How is the this pointer captured?

Question

Consider the following code:

struct S
{
  int x;
  void f()
  {
    auto l = [&](){ x = 42; }; //this is implicitly captured here
  }
};

§5.1.2/14 states:

An entity is captured by copy if it is implicitly captured and the capture-default is = or if it is explicitly captured with a capture that does not include an &.

Hence I conclude, that this is not captured by copy. But then by §5.1.2/15:

An entity is captured by reference if it is implicitly or explicitly captured but not captured by copy. It is unspecified whether additional unnamed non-static data members are declared in the closure type for entities captured by reference.

this is captured by reference. But now §5.1.2/17 states:

[...] If this is captured, each odr-use of this is transformed into an access to the corresponding unnamed data member of the closure type, [...]

As far as I understand, this implies that there must be an unnamed data member in the closure type corresponding to the this pointer. But since this is captured by reference the standard doesn't demand that such a member exists. What do I get wrong?

Answer 1

The standard does a poor job of making it clear, but this can only be captured by copy. It could not possibly be captured by lvalue-reference since this is an rvalue per C++11 §9.3.2/1.
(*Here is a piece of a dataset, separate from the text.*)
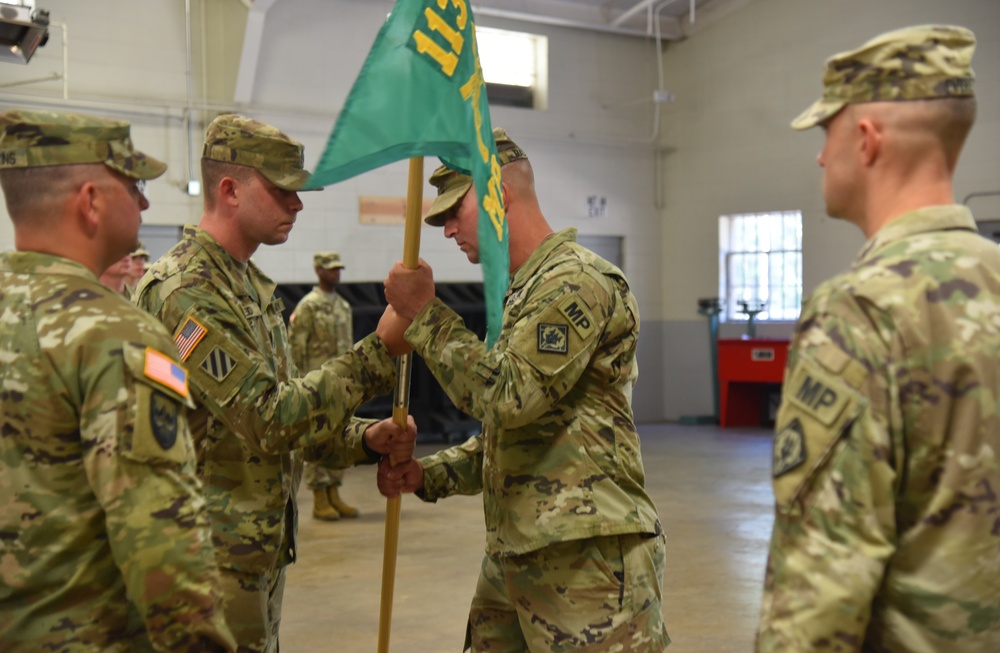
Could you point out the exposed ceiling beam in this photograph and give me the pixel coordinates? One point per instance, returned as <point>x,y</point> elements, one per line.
<point>670,27</point>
Note that the standard forbids explicitly capturing this by reference since (a) the grammar does not allow &this in a capture list since this is lexically a keyword and not an identifier, and (b) 5.1.2/8 forbids explicit capture of this when the capture-default is =.

It would seem to be an error in the specification that this can be implicitly captured when the capture-default is &, suggesting that it is captured by reference.